Sincerely, Meg Phillips Acquisitions Editor PublishAmerica
The hoax was publicly revealed on January 23, 2005. PublishAmerica withdrew their offer shortly afterward:
From: "PublishAmerica Acquisitions" Sent: Monday, January 24, 2005 Subject: Your Submission to PublishAmericaWe must withdraw our offer to publish "Atlanta Nights". Upon further review it appears that your work is not ready to be published. There are portions of nonsensical text in the manuscript that were caught by our editing staff as they previewed the text for editing time assessment pending your acceptance of our offer.
On the positive side, maybe you want to consider contracting the book with a vanity publisher such as iUniverse or Author House. They will certainly publish your book at a fee.

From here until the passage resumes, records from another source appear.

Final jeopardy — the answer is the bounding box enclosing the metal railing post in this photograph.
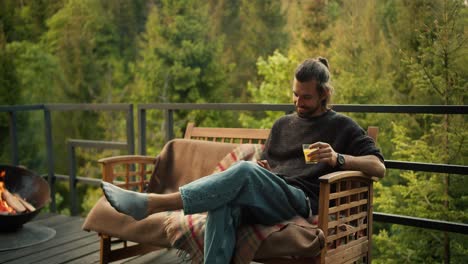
[127,104,135,154]
[164,109,174,142]
[137,107,146,155]
[8,111,19,165]
[44,107,57,213]
[67,141,78,215]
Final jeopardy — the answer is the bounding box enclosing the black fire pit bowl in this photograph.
[0,165,50,232]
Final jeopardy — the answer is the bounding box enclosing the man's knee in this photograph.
[234,160,258,174]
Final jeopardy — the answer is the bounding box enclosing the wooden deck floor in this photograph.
[0,213,184,264]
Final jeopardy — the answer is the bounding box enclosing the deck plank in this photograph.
[0,212,189,264]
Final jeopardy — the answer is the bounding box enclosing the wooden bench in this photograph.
[93,123,378,263]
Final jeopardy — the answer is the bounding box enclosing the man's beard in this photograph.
[296,106,320,118]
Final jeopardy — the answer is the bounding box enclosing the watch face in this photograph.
[338,154,344,166]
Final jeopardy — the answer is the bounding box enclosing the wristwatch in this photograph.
[336,153,346,168]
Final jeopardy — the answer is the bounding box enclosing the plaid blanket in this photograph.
[165,144,314,264]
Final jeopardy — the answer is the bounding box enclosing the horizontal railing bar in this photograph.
[138,103,468,114]
[0,103,468,114]
[138,103,294,112]
[0,105,44,112]
[373,212,468,234]
[44,104,132,111]
[333,105,468,115]
[55,174,102,186]
[68,139,128,150]
[385,160,468,175]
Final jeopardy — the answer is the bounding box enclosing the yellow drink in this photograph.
[302,144,318,164]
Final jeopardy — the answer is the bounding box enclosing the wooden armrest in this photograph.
[98,155,156,164]
[319,171,379,183]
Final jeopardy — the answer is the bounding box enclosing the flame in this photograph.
[0,171,16,214]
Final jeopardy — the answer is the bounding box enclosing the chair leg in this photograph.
[99,235,111,264]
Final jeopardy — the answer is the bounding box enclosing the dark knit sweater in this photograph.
[262,110,383,214]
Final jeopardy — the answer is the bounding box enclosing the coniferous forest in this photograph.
[0,0,468,263]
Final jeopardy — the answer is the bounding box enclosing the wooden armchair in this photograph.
[92,123,378,263]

Thank you. PublishAmerica Acquisitions Department
Those who wish to see the novel, "Atlanta Nights" by Travis Tea, for themselves can find it at http://www.lulu.com/travis-tea
Publication at Lulu.com is free.
For more information about PublishAmerica and vanity presses, see: http://www.sfwa.org/beware/
http://www.washingtonpost.com/wp-dyn/articles/A25187-2005Jan20.html
This is reminiscent of the famous Naked Came the Stranger hoax of the 1960s.
(This humble Freeper was not in on the hoax but sure wishes he had been)
I've read the PDF. It is fall-out-of-your-chair funny if you're a connoisseur of bad cliches and worse writing.
Bwahahahaha ping!
These guys should have waited until the ink was on paper and the book was getting blasted in the New York Times Book Review.
Maybe they would be interested in John Kerry's memoirs.
Seems like L. Ron Hubbard and the church (little c) of Scientology began under similar circumstances.
If Publish America has ever had a title reviewed by the NYT I'll eat my hat. It's a pseudo-vanity press.
I have some National Guard memos they might be interested in...
This is up your alley.
I hope you and your readers will be as interested and perhaps amused by Alan Sokal's essay, 'Transgressing the Boundaries: Towards a Transformative Hermeneutics of Quantum Gravity' published in Social Text in the mid-Nineties and that very much engendered a literary genre epitomized by Gross and Levitt's 'Higher Superstition' and 'Flight from Science and Reason'.
Yep. Every time. And blame everyone else for the smell.
Ping
I will try some of the writers listed on your page.
I do think when they started lumping SF, Fantasy and Horror books on the same area, they made it hard to find hard SF.
Anybody care to try diagramming that sentence?
Small stuff. The real trick is to get a non=existant book recognised as a lauded best seller.